Greek bank review holds key to 3-billion-euro payment, EU says
Greek Prime Minister Alexis Tsipras will need to enact banking-sector reforms to unlock 3 billion euros ($3.4 billion) in bailout funds set aside for Europe’s most indebted nation, according to Thomas Wieser, head of the Euro Working Group.
The money is slated to be paid out in two installments if Tsipras and euro-area nations can reach a deal on specific conditions for release, Wieser, who prepares euro-area finance ministers’ meetings, said in an interview on Monday in Brussels.
Those funds “are tied to two lists of milestones which have to be implemented over the coming weeks or two months – this is what one has to agree with him on, what are the milestones, what are the important reforms that he has to undertake,” Wieser said. “The second set of these milestones will be tied to financial-sector governance and financial-sector reform.”
Greece also needs to recapitalize its struggling banks, a process that includes complying with a first review of the aid program, before Nov. 15 when some of the 25 billion euros the bailout agreement allotted to the lending sector expires. Tsipras’s government could fulfill the financial part of that first review early in order to make the tight timeline dictated by the rescue accord, according to a euro-area official, who asked not to be named citing policy.

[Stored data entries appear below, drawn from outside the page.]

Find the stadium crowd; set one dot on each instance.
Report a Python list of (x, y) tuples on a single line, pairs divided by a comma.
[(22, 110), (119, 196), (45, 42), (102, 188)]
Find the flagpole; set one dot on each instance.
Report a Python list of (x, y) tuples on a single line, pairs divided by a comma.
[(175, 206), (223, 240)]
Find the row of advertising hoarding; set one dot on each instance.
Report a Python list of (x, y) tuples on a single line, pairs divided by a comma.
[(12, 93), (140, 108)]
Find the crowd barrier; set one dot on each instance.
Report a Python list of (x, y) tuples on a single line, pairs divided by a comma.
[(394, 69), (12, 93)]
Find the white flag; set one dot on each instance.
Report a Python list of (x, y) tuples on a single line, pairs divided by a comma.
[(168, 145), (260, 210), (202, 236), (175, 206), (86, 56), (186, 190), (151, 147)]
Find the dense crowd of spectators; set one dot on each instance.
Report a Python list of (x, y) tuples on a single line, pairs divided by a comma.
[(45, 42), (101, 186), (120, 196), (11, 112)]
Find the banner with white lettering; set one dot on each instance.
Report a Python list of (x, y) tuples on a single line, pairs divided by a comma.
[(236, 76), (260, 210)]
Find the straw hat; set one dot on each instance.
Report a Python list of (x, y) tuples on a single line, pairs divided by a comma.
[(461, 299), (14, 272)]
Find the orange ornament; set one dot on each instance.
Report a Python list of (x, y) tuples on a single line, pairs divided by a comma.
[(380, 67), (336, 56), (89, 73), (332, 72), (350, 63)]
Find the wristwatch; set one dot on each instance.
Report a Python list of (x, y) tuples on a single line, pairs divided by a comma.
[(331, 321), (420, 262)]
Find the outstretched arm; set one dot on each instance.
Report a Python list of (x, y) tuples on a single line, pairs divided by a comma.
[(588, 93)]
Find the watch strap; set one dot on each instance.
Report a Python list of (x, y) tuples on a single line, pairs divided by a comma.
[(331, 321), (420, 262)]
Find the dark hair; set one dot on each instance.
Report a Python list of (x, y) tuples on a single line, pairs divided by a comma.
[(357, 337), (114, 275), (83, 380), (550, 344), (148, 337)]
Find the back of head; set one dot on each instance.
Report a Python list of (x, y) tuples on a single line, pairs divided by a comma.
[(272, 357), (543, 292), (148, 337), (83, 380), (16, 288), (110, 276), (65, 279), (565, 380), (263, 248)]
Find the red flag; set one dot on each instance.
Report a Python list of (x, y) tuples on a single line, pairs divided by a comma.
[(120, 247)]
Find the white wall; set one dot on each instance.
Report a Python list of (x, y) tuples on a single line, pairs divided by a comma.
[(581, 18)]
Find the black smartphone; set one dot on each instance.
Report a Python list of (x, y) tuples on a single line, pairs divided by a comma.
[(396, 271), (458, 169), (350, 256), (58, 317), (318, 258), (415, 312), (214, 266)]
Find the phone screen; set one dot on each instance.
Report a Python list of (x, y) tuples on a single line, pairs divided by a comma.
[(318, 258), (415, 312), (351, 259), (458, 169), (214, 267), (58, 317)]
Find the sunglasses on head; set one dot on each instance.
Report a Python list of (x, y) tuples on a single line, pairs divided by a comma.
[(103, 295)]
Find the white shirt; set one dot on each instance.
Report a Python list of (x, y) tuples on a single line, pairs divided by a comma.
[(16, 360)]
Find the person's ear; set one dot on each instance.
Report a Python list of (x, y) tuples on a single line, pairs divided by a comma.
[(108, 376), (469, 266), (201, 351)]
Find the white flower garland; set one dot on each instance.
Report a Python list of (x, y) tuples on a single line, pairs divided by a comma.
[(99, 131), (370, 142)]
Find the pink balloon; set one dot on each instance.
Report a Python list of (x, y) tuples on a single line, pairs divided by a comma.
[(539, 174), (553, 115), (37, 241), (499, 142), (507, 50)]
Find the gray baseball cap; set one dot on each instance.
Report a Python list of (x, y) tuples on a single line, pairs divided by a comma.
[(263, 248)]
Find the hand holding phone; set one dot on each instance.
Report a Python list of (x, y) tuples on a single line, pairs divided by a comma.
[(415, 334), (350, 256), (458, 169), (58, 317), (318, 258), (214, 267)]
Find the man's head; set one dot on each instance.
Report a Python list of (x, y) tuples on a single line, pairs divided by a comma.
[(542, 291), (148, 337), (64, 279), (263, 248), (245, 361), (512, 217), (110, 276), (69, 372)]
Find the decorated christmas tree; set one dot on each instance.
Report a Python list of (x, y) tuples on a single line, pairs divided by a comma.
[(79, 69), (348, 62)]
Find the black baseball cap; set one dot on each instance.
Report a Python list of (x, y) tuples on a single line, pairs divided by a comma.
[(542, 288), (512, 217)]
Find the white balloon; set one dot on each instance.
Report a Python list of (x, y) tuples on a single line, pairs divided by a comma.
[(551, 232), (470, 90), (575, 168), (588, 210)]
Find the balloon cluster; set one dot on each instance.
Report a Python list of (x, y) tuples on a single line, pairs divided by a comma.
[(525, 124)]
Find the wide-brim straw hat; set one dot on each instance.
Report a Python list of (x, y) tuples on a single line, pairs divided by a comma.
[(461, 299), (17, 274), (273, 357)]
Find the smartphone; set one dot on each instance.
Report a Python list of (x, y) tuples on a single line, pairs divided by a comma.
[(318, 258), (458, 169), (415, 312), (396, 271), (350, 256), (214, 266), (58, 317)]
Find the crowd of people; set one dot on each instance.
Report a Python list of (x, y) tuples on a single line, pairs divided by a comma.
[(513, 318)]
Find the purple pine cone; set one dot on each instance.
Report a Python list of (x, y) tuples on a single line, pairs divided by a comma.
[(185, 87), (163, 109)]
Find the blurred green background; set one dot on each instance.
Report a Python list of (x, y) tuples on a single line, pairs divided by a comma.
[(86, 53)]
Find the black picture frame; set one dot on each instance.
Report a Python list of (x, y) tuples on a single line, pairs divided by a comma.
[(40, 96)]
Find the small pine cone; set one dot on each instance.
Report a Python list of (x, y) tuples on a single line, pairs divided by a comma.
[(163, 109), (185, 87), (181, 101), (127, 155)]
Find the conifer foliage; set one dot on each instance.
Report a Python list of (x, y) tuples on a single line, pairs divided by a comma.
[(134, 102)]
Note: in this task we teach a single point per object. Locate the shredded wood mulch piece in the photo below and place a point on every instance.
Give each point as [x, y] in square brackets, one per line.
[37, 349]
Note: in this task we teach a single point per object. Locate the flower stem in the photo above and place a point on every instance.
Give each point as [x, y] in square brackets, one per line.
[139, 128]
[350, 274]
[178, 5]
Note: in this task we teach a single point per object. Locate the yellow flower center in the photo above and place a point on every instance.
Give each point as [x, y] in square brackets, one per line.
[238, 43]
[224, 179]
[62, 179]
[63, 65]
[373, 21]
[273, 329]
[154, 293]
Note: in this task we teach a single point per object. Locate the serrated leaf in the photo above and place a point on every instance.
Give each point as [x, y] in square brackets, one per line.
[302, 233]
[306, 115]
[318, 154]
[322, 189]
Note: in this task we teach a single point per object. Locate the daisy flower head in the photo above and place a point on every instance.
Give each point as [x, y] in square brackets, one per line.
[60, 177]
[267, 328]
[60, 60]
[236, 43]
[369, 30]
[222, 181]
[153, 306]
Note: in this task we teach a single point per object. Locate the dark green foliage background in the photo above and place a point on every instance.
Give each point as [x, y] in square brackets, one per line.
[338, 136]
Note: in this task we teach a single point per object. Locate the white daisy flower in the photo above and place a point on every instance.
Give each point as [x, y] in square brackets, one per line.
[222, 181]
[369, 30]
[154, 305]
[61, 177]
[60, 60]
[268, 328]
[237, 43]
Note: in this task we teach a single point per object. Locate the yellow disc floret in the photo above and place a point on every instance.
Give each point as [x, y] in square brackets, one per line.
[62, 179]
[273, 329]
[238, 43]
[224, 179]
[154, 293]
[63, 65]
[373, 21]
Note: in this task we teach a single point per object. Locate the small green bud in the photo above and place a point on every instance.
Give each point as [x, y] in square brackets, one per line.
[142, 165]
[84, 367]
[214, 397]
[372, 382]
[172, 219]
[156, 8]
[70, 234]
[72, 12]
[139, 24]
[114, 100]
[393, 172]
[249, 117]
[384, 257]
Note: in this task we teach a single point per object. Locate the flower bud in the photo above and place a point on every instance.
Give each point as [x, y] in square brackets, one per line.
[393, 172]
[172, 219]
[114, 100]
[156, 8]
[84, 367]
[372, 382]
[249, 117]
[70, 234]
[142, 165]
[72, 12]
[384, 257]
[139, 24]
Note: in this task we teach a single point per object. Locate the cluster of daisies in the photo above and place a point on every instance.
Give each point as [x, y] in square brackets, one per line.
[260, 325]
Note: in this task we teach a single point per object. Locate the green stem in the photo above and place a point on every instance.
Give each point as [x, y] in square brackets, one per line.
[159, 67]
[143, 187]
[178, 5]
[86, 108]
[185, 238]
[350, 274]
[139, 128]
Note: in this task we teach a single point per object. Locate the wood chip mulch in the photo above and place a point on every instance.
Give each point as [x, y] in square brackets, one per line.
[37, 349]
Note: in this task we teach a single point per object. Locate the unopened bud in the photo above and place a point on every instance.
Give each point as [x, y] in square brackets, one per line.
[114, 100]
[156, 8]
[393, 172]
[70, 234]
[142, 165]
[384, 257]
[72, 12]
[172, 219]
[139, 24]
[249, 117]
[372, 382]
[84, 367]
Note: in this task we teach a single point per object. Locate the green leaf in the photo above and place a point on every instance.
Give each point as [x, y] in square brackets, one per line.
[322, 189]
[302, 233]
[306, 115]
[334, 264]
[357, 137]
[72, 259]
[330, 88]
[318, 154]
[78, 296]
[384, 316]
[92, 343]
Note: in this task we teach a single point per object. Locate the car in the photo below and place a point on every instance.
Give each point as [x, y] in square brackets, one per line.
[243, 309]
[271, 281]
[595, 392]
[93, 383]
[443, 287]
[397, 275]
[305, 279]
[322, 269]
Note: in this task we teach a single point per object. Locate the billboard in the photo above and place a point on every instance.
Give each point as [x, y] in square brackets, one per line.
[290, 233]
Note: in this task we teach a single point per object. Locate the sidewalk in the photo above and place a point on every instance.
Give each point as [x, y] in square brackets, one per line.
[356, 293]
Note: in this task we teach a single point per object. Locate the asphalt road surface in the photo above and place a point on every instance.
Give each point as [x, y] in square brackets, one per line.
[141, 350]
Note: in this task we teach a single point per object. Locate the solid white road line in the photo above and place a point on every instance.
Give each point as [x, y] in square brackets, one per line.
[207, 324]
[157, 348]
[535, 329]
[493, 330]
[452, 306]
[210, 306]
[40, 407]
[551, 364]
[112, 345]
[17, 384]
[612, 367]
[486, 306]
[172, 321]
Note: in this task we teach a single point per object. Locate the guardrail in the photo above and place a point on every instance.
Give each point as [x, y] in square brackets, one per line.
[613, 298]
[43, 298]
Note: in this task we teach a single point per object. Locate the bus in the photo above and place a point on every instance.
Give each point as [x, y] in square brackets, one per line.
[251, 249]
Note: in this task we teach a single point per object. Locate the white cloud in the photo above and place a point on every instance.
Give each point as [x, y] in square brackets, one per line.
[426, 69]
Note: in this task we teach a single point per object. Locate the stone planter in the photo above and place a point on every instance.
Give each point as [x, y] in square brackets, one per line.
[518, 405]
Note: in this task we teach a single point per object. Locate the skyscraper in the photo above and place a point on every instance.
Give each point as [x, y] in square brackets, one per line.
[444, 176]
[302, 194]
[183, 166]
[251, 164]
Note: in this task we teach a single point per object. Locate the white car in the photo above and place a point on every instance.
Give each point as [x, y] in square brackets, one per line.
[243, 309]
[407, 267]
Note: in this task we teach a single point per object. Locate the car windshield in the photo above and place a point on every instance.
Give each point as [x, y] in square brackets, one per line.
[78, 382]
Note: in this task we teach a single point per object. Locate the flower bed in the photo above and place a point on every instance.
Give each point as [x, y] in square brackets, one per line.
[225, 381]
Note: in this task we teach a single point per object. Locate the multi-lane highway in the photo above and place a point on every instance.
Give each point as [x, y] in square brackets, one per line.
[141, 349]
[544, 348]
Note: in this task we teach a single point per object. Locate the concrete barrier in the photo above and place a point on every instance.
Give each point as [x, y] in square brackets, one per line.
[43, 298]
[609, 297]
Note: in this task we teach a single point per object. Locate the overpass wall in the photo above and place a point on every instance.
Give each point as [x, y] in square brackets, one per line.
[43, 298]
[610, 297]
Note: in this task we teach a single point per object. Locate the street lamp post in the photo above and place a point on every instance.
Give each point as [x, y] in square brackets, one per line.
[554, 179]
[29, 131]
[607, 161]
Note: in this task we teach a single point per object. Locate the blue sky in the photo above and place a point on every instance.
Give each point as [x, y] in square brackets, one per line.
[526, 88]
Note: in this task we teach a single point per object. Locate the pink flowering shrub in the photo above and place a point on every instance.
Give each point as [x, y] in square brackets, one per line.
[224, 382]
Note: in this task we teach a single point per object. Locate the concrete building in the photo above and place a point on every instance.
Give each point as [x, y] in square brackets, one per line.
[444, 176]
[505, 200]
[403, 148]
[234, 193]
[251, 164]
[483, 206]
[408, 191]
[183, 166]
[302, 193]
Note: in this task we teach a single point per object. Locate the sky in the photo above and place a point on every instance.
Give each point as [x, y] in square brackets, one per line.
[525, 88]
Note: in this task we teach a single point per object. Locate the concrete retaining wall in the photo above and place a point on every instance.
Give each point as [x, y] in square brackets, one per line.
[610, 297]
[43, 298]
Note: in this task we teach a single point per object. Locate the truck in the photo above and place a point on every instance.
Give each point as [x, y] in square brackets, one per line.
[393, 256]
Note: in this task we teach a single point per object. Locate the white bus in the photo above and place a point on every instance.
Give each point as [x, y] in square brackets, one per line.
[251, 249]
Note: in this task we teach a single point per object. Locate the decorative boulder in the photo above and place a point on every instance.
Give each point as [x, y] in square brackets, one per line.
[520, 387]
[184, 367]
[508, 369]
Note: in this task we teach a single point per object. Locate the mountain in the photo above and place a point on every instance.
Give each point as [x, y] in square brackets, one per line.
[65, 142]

Euro-area finance ministry deputies are due to meet on Sept. 24 to start discussions on the reforms, though decisions probably can’t be taken until Greece forms its new government following elections over the weekend, according to two EU officials. The first installment of the 3 billion euros may focus on changes such as administrative and pension reforms, the officials said.
The money is the last piece of 26 billion euros released immediately after Greece won its third bailout, and it’s already won initial approval from Germany and other countries whose national parliaments must consent to aid payouts. The rest of the 86 billion-euro rescue package is locked up more securely; to tap another chunk, Tsipras would have to shepherd his nation successfully through the first program review, currently slated to start in October and requiring renewed talks with the International Monetary Fund.
Euro-area leaders and finance ministers put a tight timeline on the banking sector when hammering out the bailout in July and August. The deal requires Greece’s four biggest banks to undergo an asset quality review and stress test – now under way – so the banks can be recapitalized before the end of the year if needed.
Wieser said Monday that the funds would be available if needed. “I am confident that the groundwork for the recapitalization between here and mid- or end-November will be there,” he said, adding that the review, performed by the European Central Bank, was on track to finish in October so the banks’ capital needs could be determined.
Greece’s obligations were spelled out, without specific timelines, by euro-area leaders in July, after weeks of fraught meetings that set the stage for the eventual deal in August. The leaders ordered Greece to change the way it handles bad loans and to clean up personnel regulations for the country’s Hellenic Financial Stability Fund.
Greece will have to “adopt the necessary steps to strengthen the financial sector, including decisive action on non-performing loans and measures to strengthen governance of the HFSF and the banks, in particular by eliminating any possibility for political interference especially in appointment processes,” the July summit statement said.